Los Altos resident Shaya Ben-David dances approximately 19 hours a week at the Bay Area Dance School – and summer only means more dancing.
This summer, the 12-year-old attended American Ballet Theatre’s Young Dancer Intensive in New York, danced at Master Ballet Academy’s intensive in Arizona and competed in Georgia, where her near-constant training paid off when she won the title of Miss Junior Dance of America.
Shaya had to win the Dance Masters of California competition to compete at the Dance Masters of America competition last month. At both competitions, she performed “The Green Balloon,” a contemporary dance about a balloon that dreams of floating in the sky but is “sadly” popped and comes back to Earth, according to Shaya.
“My favorite part was the feeling that it gave me,” she said. “The music is so emotional that it felt like it was also my story, too. Even though I’m obviously not a balloon, I still feel connected to it in a way.”

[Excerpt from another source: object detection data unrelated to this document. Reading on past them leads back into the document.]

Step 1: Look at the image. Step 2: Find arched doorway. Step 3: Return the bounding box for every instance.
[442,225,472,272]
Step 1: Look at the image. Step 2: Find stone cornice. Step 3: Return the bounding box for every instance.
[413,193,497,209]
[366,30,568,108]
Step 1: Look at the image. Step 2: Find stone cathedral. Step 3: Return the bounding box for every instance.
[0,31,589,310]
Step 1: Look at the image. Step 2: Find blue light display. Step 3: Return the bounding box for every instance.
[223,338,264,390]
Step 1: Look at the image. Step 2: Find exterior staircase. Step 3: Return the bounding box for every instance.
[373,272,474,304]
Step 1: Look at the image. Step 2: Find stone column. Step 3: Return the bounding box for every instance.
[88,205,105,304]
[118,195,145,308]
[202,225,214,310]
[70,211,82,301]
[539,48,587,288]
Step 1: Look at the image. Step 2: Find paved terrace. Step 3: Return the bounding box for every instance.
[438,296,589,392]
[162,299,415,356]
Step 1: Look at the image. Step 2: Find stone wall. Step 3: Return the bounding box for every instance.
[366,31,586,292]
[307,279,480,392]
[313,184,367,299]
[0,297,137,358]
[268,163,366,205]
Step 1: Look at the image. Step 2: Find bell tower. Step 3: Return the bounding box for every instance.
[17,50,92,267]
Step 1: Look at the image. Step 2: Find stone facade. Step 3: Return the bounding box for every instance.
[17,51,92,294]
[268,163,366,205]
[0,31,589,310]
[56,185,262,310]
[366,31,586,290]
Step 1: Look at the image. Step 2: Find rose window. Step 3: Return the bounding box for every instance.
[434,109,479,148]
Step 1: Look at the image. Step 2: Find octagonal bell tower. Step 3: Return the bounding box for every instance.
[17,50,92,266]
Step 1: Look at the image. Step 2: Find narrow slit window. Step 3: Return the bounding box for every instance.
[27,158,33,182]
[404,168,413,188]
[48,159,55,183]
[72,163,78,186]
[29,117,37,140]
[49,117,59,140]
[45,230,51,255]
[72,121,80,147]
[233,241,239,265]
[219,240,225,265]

Shaya competed over four days, which included learning a combination in four dance styles – tap, acrobatics, jazz and ballet – as well as an interview. All of the components are part of the contestant’s overall score, and she received the highest marks in her interview and ballet and jazz evaluations, according to Shaya’s mom, Erin Ben-David.
Before competing, Shaya said she likes to be alone. She’ll stretch and go over her dance twice, once “marking” the steps – a dancer’s term for roughly rehearsing the steps – and then a second time performing the routine at full energy.
“I don’t like to feel everyone’s nervous energy and stuff, so I kind of like to go into a corner and just be by myself,” she said.
She also has a lucky jacket, which she’s had since first grade, but the jacket didn’t adopt its “lucky” label until two years ago when Shaya had “bad luck” at a competition where she forgot it.
A passion for dance
Shaya’s extensive dancing and the nearly 20 competitions she participates in each year can make it hard to balance schoolwork, especially when she began middle school last year at Gideon Hausner Jewish Day School in Palo Alto.
Shaya said she soon became used to the workload though, and added that she can’t imagine not dancing.
“I think about it sometimes – like, what if I just stopped dancing? What if I just never danced again?” she said. “And it makes me so sad to think about that, and so it’s just my identity and it’s what I’m known for and I like it.”
Erin said that taking Shaya from classes to competitions to intensives “does demand a lot on that side of the parent” but added that she’s “really grateful” she’s able to support her daughter. As a former dancer, Erin said she understands “that kind of love and passion.”
“I see how much joy she gets from it, so it brings me joy to help her out in any way I can,” Erin said.
Leyla Boissonnade, director of Bay Area Dance School, said Shaya is a “natural performer” who exemplifies how hard work can “sometimes transpire past just skill to produce a really strong dancer.” She noted that the Dance Masters of America competition is really a “test of endurance,” with all of its different facets of competition, and added that preparing for it required more focus on quickly learning and interpreting choreography.
“That is the real dance world – how easily can you recreate someone else’s choreography on your own body?” Boissonnade said.
Once Shaya returns from dancing in New York, she’ll be back at work in the studio. Her responsibilities as the national Miss Junior Dance of America titleholder include performing in Dance Masters of America’s competitions and conventions in other states if she’s invited.
The bulk of her time, however, will be spent working toward improving her dancing for future competitions – and reaching her ultimate goal of dancing on Broadway and commercially in TV shows and music videos.